Teks: Arnold le Fèbre / Foto's: Martien Janssen ,

Hoewel enkele uren eerder (folk)bands als Orfeo en Spiritual Front live waren te bewonderen, was het aan Brendan Perry om Summer Darkness 2010 officieel te openen. De Domkerk vormde het decor voor een oorverdovend optreden, waarbij Perry niet alleen veel nummers van zijn nieuwe album 'Ark' de revue liet passeren, maar ook uit zijn rijke Dead Can Dance-verleden putte.

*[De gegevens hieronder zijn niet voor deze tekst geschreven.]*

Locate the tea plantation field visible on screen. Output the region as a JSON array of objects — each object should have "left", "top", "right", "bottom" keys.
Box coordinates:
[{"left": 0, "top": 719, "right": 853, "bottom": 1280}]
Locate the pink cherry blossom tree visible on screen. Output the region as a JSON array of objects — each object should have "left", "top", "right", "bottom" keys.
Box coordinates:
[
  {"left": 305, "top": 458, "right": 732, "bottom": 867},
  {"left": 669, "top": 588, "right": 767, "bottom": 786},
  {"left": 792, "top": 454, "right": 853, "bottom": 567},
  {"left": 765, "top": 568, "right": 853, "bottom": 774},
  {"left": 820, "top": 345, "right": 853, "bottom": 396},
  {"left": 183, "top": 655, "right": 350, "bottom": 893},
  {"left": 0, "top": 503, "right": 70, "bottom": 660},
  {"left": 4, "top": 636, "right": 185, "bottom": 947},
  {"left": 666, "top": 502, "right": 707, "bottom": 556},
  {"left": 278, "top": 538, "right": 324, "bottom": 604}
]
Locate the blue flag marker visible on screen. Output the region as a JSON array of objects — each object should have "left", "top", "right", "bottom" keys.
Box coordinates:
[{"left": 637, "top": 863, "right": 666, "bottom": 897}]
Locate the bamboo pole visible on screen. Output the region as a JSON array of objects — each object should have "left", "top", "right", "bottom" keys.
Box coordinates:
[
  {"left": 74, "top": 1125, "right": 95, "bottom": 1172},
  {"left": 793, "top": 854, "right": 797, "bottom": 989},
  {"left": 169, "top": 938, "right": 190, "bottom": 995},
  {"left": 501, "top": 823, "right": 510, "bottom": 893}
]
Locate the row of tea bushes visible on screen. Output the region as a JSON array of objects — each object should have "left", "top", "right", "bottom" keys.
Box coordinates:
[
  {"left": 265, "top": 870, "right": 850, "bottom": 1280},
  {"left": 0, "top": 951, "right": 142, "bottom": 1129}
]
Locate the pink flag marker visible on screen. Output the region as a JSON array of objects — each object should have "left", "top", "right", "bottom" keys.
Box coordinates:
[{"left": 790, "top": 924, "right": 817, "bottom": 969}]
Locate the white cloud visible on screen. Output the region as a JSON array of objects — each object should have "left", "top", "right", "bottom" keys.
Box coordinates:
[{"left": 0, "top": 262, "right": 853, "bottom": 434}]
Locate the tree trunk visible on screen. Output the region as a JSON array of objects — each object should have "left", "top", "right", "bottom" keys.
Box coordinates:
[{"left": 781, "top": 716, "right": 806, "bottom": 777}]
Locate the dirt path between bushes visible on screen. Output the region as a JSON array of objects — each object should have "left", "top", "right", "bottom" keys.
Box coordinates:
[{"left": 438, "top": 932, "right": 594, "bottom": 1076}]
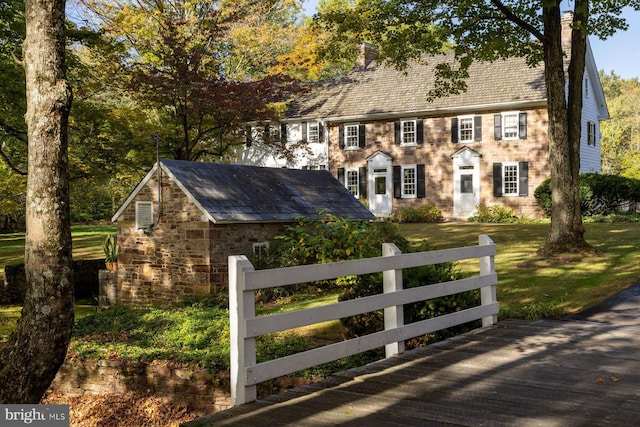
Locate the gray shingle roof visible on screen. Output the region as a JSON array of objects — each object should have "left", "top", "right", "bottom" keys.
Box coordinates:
[
  {"left": 161, "top": 160, "right": 374, "bottom": 222},
  {"left": 287, "top": 55, "right": 546, "bottom": 119}
]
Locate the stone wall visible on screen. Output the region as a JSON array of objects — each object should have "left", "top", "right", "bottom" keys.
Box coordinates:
[
  {"left": 329, "top": 109, "right": 549, "bottom": 221},
  {"left": 0, "top": 259, "right": 104, "bottom": 304},
  {"left": 116, "top": 175, "right": 284, "bottom": 306}
]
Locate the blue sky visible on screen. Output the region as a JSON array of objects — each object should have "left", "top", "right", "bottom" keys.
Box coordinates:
[{"left": 302, "top": 0, "right": 640, "bottom": 79}]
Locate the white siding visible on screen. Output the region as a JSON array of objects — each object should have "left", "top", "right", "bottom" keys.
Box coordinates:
[{"left": 580, "top": 72, "right": 601, "bottom": 173}]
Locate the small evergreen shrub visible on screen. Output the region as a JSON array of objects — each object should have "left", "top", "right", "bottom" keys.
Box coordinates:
[
  {"left": 394, "top": 205, "right": 443, "bottom": 224},
  {"left": 468, "top": 205, "right": 518, "bottom": 223}
]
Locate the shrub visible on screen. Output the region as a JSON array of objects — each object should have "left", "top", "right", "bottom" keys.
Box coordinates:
[
  {"left": 394, "top": 205, "right": 442, "bottom": 223},
  {"left": 534, "top": 174, "right": 640, "bottom": 216},
  {"left": 468, "top": 205, "right": 518, "bottom": 223},
  {"left": 338, "top": 243, "right": 480, "bottom": 339}
]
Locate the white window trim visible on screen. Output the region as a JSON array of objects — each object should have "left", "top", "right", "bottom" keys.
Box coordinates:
[
  {"left": 400, "top": 118, "right": 418, "bottom": 147},
  {"left": 400, "top": 164, "right": 418, "bottom": 199},
  {"left": 458, "top": 114, "right": 476, "bottom": 144},
  {"left": 136, "top": 201, "right": 153, "bottom": 230},
  {"left": 587, "top": 121, "right": 598, "bottom": 147},
  {"left": 501, "top": 162, "right": 520, "bottom": 197},
  {"left": 344, "top": 168, "right": 361, "bottom": 199},
  {"left": 307, "top": 122, "right": 322, "bottom": 144},
  {"left": 500, "top": 111, "right": 520, "bottom": 141},
  {"left": 269, "top": 125, "right": 282, "bottom": 141},
  {"left": 343, "top": 123, "right": 360, "bottom": 150}
]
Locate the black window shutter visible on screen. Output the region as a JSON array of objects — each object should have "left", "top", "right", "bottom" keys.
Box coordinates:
[
  {"left": 358, "top": 167, "right": 367, "bottom": 198},
  {"left": 518, "top": 162, "right": 529, "bottom": 196},
  {"left": 416, "top": 165, "right": 427, "bottom": 199},
  {"left": 244, "top": 126, "right": 251, "bottom": 147},
  {"left": 493, "top": 114, "right": 502, "bottom": 141},
  {"left": 393, "top": 166, "right": 402, "bottom": 199},
  {"left": 451, "top": 117, "right": 458, "bottom": 143},
  {"left": 473, "top": 116, "right": 482, "bottom": 142},
  {"left": 493, "top": 163, "right": 502, "bottom": 197},
  {"left": 518, "top": 113, "right": 527, "bottom": 139}
]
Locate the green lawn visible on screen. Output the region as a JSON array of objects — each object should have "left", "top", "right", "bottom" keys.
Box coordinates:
[
  {"left": 401, "top": 223, "right": 640, "bottom": 319},
  {"left": 0, "top": 225, "right": 118, "bottom": 282},
  {"left": 0, "top": 223, "right": 640, "bottom": 366}
]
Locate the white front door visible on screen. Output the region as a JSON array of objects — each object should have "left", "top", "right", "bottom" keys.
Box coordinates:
[
  {"left": 453, "top": 150, "right": 480, "bottom": 218},
  {"left": 367, "top": 152, "right": 393, "bottom": 217}
]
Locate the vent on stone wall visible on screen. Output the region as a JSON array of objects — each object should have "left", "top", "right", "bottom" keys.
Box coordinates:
[{"left": 136, "top": 202, "right": 153, "bottom": 230}]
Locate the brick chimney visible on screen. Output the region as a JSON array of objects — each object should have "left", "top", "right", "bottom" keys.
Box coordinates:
[{"left": 355, "top": 43, "right": 377, "bottom": 70}]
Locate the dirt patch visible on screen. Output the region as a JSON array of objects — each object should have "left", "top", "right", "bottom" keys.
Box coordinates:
[{"left": 42, "top": 391, "right": 205, "bottom": 427}]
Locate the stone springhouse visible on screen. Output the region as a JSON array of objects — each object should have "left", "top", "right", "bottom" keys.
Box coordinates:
[{"left": 107, "top": 160, "right": 374, "bottom": 306}]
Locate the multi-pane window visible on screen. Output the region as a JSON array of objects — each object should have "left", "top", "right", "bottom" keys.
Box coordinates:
[
  {"left": 502, "top": 113, "right": 520, "bottom": 139},
  {"left": 459, "top": 116, "right": 473, "bottom": 142},
  {"left": 402, "top": 165, "right": 417, "bottom": 197},
  {"left": 307, "top": 122, "right": 320, "bottom": 142},
  {"left": 502, "top": 163, "right": 519, "bottom": 196},
  {"left": 345, "top": 169, "right": 360, "bottom": 197},
  {"left": 269, "top": 126, "right": 280, "bottom": 141},
  {"left": 587, "top": 122, "right": 596, "bottom": 146},
  {"left": 400, "top": 120, "right": 416, "bottom": 144},
  {"left": 344, "top": 125, "right": 359, "bottom": 148}
]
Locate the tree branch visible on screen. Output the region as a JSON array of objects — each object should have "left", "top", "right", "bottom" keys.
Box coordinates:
[{"left": 491, "top": 0, "right": 546, "bottom": 42}]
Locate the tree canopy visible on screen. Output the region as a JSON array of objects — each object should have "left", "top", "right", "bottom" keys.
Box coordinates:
[{"left": 319, "top": 0, "right": 640, "bottom": 255}]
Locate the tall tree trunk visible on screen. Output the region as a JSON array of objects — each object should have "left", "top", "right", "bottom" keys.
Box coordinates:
[
  {"left": 0, "top": 0, "right": 73, "bottom": 403},
  {"left": 540, "top": 0, "right": 593, "bottom": 255}
]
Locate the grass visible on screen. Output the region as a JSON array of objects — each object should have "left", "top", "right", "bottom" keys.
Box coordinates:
[
  {"left": 0, "top": 225, "right": 117, "bottom": 282},
  {"left": 401, "top": 223, "right": 640, "bottom": 319},
  {"left": 0, "top": 223, "right": 640, "bottom": 372}
]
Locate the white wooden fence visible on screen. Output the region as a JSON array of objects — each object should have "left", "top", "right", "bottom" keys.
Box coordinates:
[{"left": 229, "top": 235, "right": 498, "bottom": 406}]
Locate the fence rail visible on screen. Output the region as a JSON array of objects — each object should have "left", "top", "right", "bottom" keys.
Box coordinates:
[{"left": 229, "top": 235, "right": 498, "bottom": 406}]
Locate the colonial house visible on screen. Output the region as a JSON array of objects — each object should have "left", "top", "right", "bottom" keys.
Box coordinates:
[
  {"left": 107, "top": 160, "right": 374, "bottom": 306},
  {"left": 240, "top": 15, "right": 609, "bottom": 218}
]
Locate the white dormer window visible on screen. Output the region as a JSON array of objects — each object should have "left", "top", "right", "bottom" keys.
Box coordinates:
[
  {"left": 344, "top": 125, "right": 359, "bottom": 148},
  {"left": 136, "top": 202, "right": 153, "bottom": 230},
  {"left": 493, "top": 111, "right": 527, "bottom": 141}
]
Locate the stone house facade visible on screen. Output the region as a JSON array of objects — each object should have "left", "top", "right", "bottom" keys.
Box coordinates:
[
  {"left": 240, "top": 15, "right": 609, "bottom": 218},
  {"left": 110, "top": 160, "right": 373, "bottom": 306}
]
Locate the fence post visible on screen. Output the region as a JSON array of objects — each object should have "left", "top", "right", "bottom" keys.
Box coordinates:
[
  {"left": 382, "top": 243, "right": 404, "bottom": 357},
  {"left": 478, "top": 234, "right": 498, "bottom": 327},
  {"left": 229, "top": 255, "right": 257, "bottom": 406}
]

Zwijgzame Dead Can Dance-veteraan laat weinig ruimte voor subtiliteit

Dat de 51-jarige Brendan Perry nog altijd een publiekstrekker van formaat is, blijkt wel uit de behoorlijke rij met fans die zich al rond acht uur op het Domplein heeft gevormd - terwijl het uitverkochte concert pas om negen uur begint. Na wat navraag, blijken weinig ongeduldig trappelende wachtenden bekend te zijn met Brendan Perry als solo-artiest. Voor de meeste van hen is zijn naam nog altijd onlosmakelijk verbonden met die van Dead Can Dance.

De inmiddels ter ziele gegane groep, die Perry begin jaren 80 samen met zangeres Lisa Gerrard oprichtte, geniet nog altijd hoog aanzien onder de Summer Darkness-bezoekers. Hoewel begonnen met experimentele postpunk, ontwikkelde Dead Can Dance in de loop der tijd een geheel eigen idioom: de woordloze, galmende zang van Gerrard (afgewisseld met de wat meer sonore stem van Perry), ingebed in weelderig optrokken klankkathedralen met invloeden uit de klassieke muziek, op smaak gebracht met een mespuntje ambient en gothic.

Toen na het weergaloze album Spiritchaser (1996) het doek viel voor Dead Can Dance, stortte zowel Lisa Gerrard als Brendan Perry zich op een solocarrière, waarbij vooral Gerrard erg productief bleek. Perry pakte het wat bescheidener aan: in 1999 zag zijn sfeervolle debuut Eye of the Hunter het licht, hij wierp zich op als producer en begin dit jaar verscheen eindelijk zijn tweede album Ark, dat een behoorlijk ingetogen en elektronisch georiënteerde Perry liet horen.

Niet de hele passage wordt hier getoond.